Paul Sobey wrote:
 Our internal testing to this point is that a stock ntpd pointed against
 a stratum 1 clock on a low contention gigabit ethernet (stratum 1 source
 and client less than 1ms apart) reports its own accuracy at approx 200
 microseconds. Further tuning the ntp config by adding the minpoll 4,
 maxpoll 6 and burst keywords result in ntpd reported accuracy dropping
 to within 10-20 microseconds (as reported by ntpq -p and borne out by
 loopstats). Further improvements can be made running ntpd in the RT
 priority class.

Good, you've done your homework! :-)

I've been trying! It's a challenging subject to get to grips with! A long way to go I think...

 My questions to you all, if you've read through the above waffle are:

 - what is a sensible expected accuracy of ntpd if pointed at several
 stratum 1 time sources across a low jitter gigabit network (we'd
 probably spread them over several UK and US sites for resiliency but all
 paths are low jitter and highly deterministic latency)

Gbit and low jitter is not quite compatible: 100 Mbit switches were using cut-through, while (afaik) all Gbit and up switches use store & forward, leading to higher latency and jitter.

There are several varieties of cut-through gig/10GB switch available now - but noting that store and forward adds latency is a good point. Presumably layer 3 switching (routing) is always store and forward since we're effectively writing a new packet. It's all done in hardware though - negligible jitter.

 - are there any obvious tunables to improve accuracy other than
 minpoll/burst and process scheduling class, and how agressive can the
 polling cycles be sensible made?

 - can ntpd's own reported offset (ntpq -p or loopstats) be trusted
 (assuming high priority means it gets scheduled as desired)? I've quoted
 our apparent numbers at several people and the response is always 'pfft
 you can't trust ntpd to know its own offset' - but nobody can ever tell
 me why

You can use ntpd's internal numbers to verify the maximum possible offset (half the round trip time), you should be able to use statistics to show that the jitter is quite low as well.

At the risk of pushing my luck, can you expand on this?

 I appreciate these may appear to be silly questions with obvious answers
 - I am grateful in advance for your patience, and any research sources
 you may direct me to.

The best (and probably only possible) solution that does give you single-digit us is to route a PPS signal to each and every server, then use the network for approximate (~100 us) timing, with the PPS doing the last two orders of magnitude.

Our problem will be that running coax around many sites to lots of machines, many of which don't have serial ports (think blades), is both highly time consuming and maintenance intensive. If we have to do it then we will but I'd like a clear idea as to the whys before I start down that particular path.

In particular at this stage I'm trying to understand more about the theoretical accuracies obtainable under ideal conditions, and most important, how to independently verify the results of any tweaks we might apply.

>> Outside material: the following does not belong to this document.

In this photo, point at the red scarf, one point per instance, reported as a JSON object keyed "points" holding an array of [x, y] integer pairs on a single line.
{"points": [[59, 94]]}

Say I have coalesence turned on a nic and I disable it - I'd like to be able to determine the effect, if any of that change. Is it possible for ntpd (or ptpd) to accurately determine its own accuracy, if that makes sense? If not what techniques might I use to independently measure?

On a related note, I'm aware that there are various methods for querying the system time, some of which involve a context switch, and some of which can be done cheaply in userspace. I'm not sure whether the same is true for setting the time. Is anyone aware of how much ntpd operation involves context switches, which obviously would place quite a high ceiling on accuracy since we're at the mercy of the OS scheduler?